Erik Messerschmidt, a longtime collaborator of Fincher's, served as the film's director of photography after previously working with him on Mindhunter (2017–19), Mank (2020), and The Killer (2023). Principal photography wrapped on January 15, 2026. According to The Playlist, additional photography and reshoots with Pitt were scheduled for August 2026. The outlet reported that several large sets were rebuilt for the pickups and that Jeff Cronenweth, another frequent Fincher collaborator who worked with him on Fight Club (1999), The Social Network (2010), The Girl with the Dragon Tattoo (2011), and Gone Girl (2014), replaced Messerschmidt for the additional photography due to the latter's commitment to The Batman: Part II (2028).

===Post-production===
Kirk Baxter edited the film. In August 2026, Netflix announced the film was titled The Further Mis-Adventures of Cliff Booth.

==Release==
The Further Mis-Adventures of Cliff Booth is scheduled to be released exclusively in IMAX on November 25, 2026, before its streaming debut by Netflix on December 23, 2026, taking over the release date of Narnia: The Magician's Nephew (2027).

In July 2026, Alberto Barbera, artistic director of the Venice International Film Festival, stated that the film would not premiere at the festival because director Fincher had paused work on the film for personal reasons.

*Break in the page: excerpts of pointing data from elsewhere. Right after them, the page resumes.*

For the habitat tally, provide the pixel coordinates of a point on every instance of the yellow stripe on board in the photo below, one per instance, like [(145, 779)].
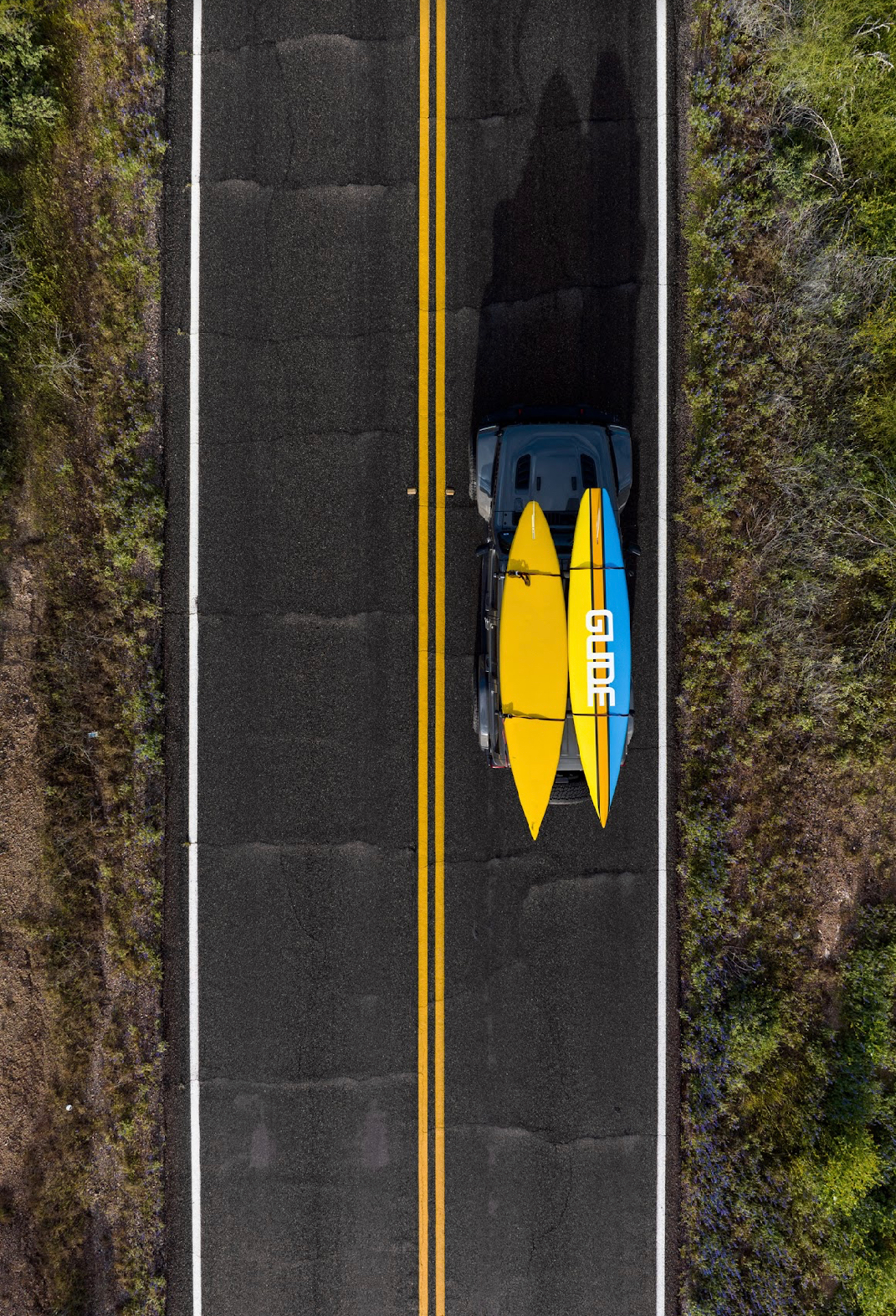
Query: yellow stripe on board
[(438, 893), (422, 673), (599, 601)]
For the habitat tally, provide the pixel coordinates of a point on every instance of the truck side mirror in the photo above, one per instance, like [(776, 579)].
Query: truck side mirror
[(622, 441), (484, 462)]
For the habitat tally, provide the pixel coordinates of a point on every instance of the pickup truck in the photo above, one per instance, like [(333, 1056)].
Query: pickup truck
[(549, 456)]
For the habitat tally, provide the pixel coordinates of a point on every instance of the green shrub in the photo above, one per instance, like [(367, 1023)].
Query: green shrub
[(28, 100)]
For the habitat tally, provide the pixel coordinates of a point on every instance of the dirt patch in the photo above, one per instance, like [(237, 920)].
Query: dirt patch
[(28, 1061)]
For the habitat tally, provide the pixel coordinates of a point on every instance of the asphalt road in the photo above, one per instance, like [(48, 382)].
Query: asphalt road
[(308, 666)]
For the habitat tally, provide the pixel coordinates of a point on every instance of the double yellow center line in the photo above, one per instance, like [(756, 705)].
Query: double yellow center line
[(425, 220)]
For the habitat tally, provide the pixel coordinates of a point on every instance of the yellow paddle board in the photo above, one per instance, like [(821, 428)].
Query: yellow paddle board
[(600, 647), (532, 663)]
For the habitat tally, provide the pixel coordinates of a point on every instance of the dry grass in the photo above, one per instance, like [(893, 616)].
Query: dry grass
[(82, 1219)]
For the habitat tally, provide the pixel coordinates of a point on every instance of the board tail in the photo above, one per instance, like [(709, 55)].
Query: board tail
[(535, 749)]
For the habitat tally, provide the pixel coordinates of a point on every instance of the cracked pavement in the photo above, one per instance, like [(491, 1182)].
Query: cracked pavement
[(308, 783)]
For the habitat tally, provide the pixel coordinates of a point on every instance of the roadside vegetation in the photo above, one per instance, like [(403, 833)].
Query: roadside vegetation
[(82, 517), (787, 709)]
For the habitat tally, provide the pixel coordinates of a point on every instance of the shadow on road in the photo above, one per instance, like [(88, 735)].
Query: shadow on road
[(558, 319)]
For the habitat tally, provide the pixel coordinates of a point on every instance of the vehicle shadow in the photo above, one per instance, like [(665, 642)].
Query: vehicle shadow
[(558, 317)]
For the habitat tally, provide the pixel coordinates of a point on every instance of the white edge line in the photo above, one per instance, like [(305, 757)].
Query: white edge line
[(192, 700), (662, 422)]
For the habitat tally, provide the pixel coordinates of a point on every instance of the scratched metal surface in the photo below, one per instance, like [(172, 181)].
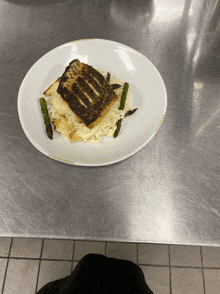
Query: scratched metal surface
[(169, 192)]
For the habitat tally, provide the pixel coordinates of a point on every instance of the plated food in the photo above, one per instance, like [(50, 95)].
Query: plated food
[(86, 104), (147, 93)]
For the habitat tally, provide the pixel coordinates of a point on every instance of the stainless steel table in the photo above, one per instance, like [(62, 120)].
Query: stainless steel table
[(168, 192)]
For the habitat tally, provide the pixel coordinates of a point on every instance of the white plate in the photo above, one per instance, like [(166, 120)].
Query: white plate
[(148, 94)]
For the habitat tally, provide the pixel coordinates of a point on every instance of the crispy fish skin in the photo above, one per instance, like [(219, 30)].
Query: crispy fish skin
[(88, 94)]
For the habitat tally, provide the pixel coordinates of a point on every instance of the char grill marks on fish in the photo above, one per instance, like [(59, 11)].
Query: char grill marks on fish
[(87, 92)]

Barbera reported that the film was expected to be completed in October 2026, making it unavailable in time for the festival.

Sony Pictures chairman Tom Rothman cited that Tarantino originally planned to direct the film and theatrically release it as its predecessor, but its release plans changed once he decided to not direct it and pass the job to Fincher, who exclusively did projects for Netflix, leading Tarantino to take the project there, with Rothman and Sony unwilling to do anything to deter them despite their disappointment at the situation.

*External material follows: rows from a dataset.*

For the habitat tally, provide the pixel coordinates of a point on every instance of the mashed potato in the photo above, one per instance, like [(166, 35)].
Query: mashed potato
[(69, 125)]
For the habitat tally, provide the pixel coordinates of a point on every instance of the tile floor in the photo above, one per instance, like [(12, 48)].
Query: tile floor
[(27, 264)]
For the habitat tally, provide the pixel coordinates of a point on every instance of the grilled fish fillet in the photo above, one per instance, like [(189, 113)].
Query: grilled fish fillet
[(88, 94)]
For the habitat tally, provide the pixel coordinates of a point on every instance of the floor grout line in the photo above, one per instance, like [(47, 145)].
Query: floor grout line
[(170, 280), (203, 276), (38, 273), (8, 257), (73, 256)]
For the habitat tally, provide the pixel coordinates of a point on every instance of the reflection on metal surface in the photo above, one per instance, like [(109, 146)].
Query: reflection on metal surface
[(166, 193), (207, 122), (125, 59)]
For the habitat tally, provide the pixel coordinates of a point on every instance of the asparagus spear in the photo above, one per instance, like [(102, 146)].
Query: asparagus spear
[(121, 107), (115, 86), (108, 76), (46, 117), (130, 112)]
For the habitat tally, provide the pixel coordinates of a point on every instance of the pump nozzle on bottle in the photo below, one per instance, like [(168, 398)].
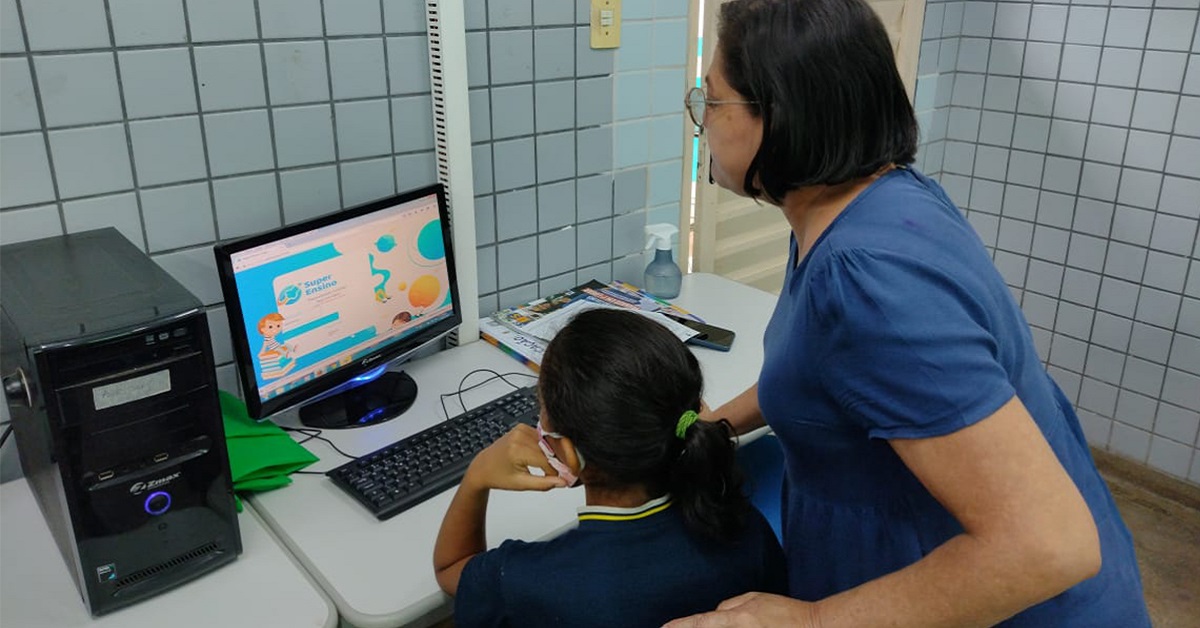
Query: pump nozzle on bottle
[(663, 275)]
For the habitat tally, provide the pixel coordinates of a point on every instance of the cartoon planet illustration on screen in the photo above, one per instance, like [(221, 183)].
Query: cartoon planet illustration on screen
[(385, 243), (427, 249), (425, 291)]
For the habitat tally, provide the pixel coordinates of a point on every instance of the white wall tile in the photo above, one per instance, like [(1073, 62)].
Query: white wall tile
[(148, 22), (157, 82), (239, 142), (357, 67), (1146, 150), (413, 124), (1188, 120), (167, 150), (1086, 24), (30, 223), (90, 161), (291, 18), (1120, 66), (231, 77), (367, 180), (1127, 28), (304, 136), (1155, 111), (353, 17), (1180, 197), (1012, 21), (196, 269), (117, 210), (66, 24), (11, 37), (364, 129), (1185, 156), (246, 204), (415, 171), (309, 193), (18, 105), (178, 216), (295, 72), (1048, 23), (1163, 71), (222, 19), (408, 64), (78, 88), (1171, 30)]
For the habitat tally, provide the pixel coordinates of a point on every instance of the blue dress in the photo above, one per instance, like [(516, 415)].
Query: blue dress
[(897, 324)]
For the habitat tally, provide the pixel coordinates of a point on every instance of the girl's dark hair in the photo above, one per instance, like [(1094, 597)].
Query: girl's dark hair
[(825, 79), (616, 383)]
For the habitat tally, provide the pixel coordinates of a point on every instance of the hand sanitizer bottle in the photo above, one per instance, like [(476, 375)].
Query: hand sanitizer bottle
[(663, 275)]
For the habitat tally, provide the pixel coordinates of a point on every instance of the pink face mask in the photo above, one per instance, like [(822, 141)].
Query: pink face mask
[(559, 466)]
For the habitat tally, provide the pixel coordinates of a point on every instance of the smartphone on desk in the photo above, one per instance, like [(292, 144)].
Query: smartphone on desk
[(712, 336)]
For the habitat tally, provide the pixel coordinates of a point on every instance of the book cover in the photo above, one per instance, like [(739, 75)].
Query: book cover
[(525, 348)]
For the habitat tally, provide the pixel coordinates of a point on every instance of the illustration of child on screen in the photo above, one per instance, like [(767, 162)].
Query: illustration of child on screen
[(275, 358)]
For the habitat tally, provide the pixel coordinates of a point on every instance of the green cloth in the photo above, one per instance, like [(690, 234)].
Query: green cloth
[(261, 454)]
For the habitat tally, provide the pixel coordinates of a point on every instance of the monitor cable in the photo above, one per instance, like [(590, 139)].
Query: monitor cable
[(316, 434)]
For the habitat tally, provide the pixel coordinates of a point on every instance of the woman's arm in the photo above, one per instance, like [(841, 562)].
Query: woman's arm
[(741, 411), (1027, 537), (503, 465)]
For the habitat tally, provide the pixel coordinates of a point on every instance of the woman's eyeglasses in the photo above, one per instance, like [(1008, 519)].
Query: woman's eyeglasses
[(697, 103)]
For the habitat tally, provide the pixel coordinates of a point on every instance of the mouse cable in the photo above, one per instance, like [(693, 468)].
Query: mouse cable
[(313, 432), (472, 387)]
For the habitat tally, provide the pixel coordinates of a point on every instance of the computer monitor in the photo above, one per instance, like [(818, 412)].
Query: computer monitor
[(319, 309)]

A novelization written by Tarantino, titled The Adventures of Cliff Booth, is set to be published by HarperCollins on December 8, 2026. Tarantino previously signed a two-book deal with HarperCollins in November 2020.

=== Marketing ===
On February 8, 2026, the first teaser trailer for the film was released during Super Bowl LX, marking the first public footage released from the film and confirmed the film's official title. It featured Brad Pitt reprising his role as Cliff Booth from Once Upon a Time in Hollywood, while introducing the film's 1970s setting and its continuation of the character's story. The approximately 60-second Super Bowl advertising segment, airing during the game's first quarter, featured music from Emerson, Lake & Palmer's 1979 cover of "Peter Gunn", with R-rated content censored through animated "scribbles" obscuring depictions of nudity, alcohol, cigarettes, and firearms. Scenes of Booth driving a demolition derby car during a figure 8 dirt race, filmed at the Ventura Raceway, were also included, along with period details such as advertisements for the 1977 films Looking for Mr. Goodbar and Black Sunday on the Paramount lot and a brief shot of Lucy's El Adobe Cafe. The trailer was released as part of Netflix's promotional campaign for the film.

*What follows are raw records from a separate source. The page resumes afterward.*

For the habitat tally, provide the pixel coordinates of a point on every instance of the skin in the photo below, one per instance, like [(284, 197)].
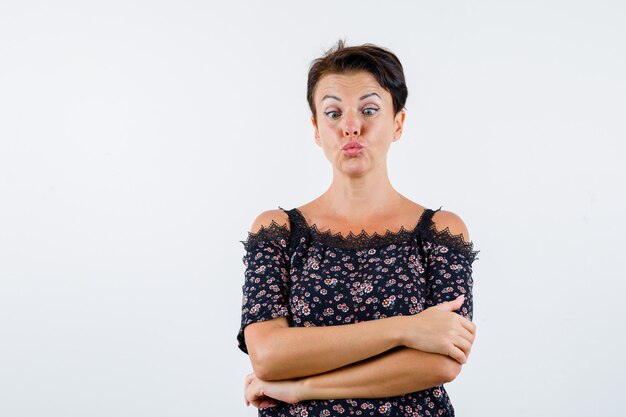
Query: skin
[(360, 197)]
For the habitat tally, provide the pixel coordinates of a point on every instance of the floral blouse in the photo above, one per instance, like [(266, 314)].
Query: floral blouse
[(315, 278)]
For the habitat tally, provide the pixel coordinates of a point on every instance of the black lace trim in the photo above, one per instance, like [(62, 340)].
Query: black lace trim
[(274, 231), (446, 238), (362, 240)]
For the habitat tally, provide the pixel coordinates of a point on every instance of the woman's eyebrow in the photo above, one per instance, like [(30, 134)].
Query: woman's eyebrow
[(360, 98)]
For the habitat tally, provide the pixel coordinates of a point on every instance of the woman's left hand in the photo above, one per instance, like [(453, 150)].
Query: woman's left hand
[(263, 394)]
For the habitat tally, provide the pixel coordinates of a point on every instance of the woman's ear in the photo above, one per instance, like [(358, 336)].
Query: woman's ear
[(317, 134), (399, 123)]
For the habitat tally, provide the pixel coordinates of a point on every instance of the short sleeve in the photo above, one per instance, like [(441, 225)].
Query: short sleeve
[(266, 277), (450, 272)]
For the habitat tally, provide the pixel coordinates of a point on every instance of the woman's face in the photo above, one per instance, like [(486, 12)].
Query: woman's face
[(355, 108)]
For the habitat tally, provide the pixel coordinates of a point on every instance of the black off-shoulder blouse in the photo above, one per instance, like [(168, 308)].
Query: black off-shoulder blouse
[(316, 278)]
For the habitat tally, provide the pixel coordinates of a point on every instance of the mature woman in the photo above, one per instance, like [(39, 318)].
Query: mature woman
[(360, 301)]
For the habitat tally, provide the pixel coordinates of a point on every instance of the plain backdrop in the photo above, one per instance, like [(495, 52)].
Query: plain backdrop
[(139, 140)]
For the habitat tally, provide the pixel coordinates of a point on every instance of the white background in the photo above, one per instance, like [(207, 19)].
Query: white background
[(139, 140)]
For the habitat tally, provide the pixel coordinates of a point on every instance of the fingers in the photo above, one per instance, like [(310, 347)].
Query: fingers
[(457, 354), (451, 305), (468, 325)]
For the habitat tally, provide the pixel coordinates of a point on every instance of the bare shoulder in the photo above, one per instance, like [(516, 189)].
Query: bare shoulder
[(268, 217), (444, 219)]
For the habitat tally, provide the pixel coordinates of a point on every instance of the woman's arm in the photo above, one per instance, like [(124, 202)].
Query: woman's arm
[(397, 372), (279, 352)]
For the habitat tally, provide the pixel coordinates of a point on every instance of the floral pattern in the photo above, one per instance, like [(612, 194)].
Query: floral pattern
[(315, 278)]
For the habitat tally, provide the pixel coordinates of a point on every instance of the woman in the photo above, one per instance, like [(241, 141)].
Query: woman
[(360, 301)]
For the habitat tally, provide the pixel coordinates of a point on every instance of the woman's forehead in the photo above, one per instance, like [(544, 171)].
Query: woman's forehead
[(350, 83)]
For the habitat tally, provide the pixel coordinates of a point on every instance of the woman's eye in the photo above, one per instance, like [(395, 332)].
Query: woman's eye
[(370, 111)]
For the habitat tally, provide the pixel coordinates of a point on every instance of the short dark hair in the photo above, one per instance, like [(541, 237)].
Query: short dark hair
[(383, 64)]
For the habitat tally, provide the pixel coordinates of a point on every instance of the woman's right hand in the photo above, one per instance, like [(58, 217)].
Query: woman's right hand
[(439, 329)]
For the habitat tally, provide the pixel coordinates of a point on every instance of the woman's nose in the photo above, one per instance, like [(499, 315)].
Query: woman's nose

In January 2026, set videos from the film revealed the appearance of Big Kahuna Burger, a fictional Hawaiian-themed fast-food restaurant and one of Tarantino's recurring fictional brands. It previously had appeared in Reservoir Dogs (1992), Pulp Fiction (1994), and as a bus advertisement in Once Upon a Time in Hollywood. The restaurant was also briefly featured in the film's Super Bowl teaser, where filming converted the Chili John's in Burbank, California, into a 1970s-themed Big Kahuna Burger storefront set piece, including period signage and the tagline "The original since 1963." The appearance marked the brand's return in a film not directed by Tarantino, with David Fincher directing the project.